Kątem oka zauważyła jej pierworodnego synka, który dreptał w jej kierunku z tą typową Potokową dumą, więc resztkami sił powstrzymywała się od parsknięcia śmiechem.
Mak podszedł do niej swoim drobnym krokiem, majestatycznie próbując wypluć piórko, które jej przyniósł. Próbował, ponieważ to przykleiło się do jego pyszczka. Kocurek parsknął zadziwiony, łapkami próbując się go pozbyć.
— Mamo-! — zaczął cicho jojczeć, na co Wschodząca Fala przerwała mu.
— Czekaj skarbie — zaszczebiotała rozbawiona.

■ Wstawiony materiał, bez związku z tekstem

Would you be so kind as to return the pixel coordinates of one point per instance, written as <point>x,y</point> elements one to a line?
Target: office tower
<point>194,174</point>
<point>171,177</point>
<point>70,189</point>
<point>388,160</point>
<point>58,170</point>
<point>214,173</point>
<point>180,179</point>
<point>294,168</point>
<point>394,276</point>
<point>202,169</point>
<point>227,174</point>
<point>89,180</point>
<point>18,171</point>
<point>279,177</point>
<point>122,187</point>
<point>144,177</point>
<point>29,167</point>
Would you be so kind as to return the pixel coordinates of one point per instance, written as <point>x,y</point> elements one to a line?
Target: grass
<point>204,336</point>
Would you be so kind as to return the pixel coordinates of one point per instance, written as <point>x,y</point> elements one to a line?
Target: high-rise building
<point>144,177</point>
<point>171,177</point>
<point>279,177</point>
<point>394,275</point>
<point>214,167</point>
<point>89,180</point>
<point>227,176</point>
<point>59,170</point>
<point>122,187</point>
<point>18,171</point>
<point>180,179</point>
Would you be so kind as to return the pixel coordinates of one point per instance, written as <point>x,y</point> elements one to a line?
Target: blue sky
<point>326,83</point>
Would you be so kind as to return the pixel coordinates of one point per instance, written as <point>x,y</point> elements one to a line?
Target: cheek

Zanosząc się cichym śmiechem, zaczepiła delikatnie pazurem naprzykrzającą się zabawkę, ściągając ją z pyszczka syna. Mak spojrzał na zabawkę ze zmrużonymi oczami, po czym przeniósł to zdeterminowane spojrzenie na nią. Kotka zamrugała z cieniem oniemienia, widząc, jak błękitne oczy Maczka z biegiem wschodów słońca zmieniały się w dwa śliczne szmaragdowe punkciki, które były strasznie podobne do oczu jej kochanej mamy. Nawet nie zauważyła, jak jej kochane dzieciaki stały się takie duże.
— Mamo, bo mam pytanie — stwierdził kocurek pewnie.

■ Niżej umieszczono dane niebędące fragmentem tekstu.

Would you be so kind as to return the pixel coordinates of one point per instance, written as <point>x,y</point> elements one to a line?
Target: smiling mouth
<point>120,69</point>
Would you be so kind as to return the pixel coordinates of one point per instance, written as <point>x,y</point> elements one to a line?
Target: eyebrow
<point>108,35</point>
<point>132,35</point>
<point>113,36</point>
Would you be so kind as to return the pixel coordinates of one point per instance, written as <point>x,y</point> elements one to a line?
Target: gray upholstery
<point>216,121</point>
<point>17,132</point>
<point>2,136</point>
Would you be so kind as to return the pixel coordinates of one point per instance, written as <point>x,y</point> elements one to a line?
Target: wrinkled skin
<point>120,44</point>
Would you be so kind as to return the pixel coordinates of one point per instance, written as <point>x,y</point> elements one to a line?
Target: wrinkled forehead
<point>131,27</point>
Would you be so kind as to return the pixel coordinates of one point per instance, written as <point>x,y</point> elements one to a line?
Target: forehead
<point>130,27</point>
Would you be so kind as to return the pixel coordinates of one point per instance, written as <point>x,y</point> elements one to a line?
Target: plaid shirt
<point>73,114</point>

— Oh, co za niespodziewany zwrot akcji — mruknęła kotka, udając zdziwienie — Od kiedy to wy ich nie macie…
Rudy kocurek spojrzał na swoją mamę niezrozumiale, po czym niezrażony kontynuował, co chciał.

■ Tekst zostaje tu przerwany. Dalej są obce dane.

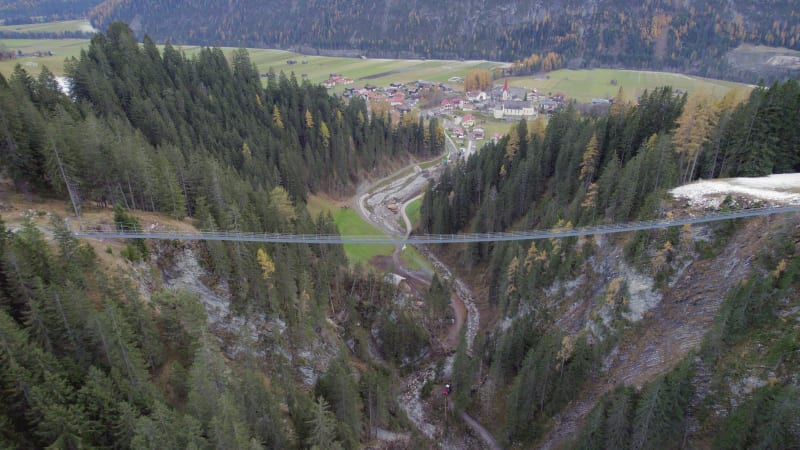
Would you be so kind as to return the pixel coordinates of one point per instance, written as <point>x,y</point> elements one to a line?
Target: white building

— Bo wiesz, bo wiesz, jak pacnąłem łapką piórko — wskazał na zabawkę, po czym w jego oczach Wschodząca Fala dostrzegła błysk ekscytacji — To ono zniknęło! A jak uderzyłem ponownie w to samo miejsce, to ono spadła z nieba! Jak to się stało? Jak?!
Szylkretka stuliła lekko jedno ucho na głośne pytanie Maku. Spadło? Z góry? Mógł zdmuchnąć je tym pacnięciem, ale wtedy raczej zauważyłby, jak podrywa się do góry. Pozostało jedno wyjaśnienie…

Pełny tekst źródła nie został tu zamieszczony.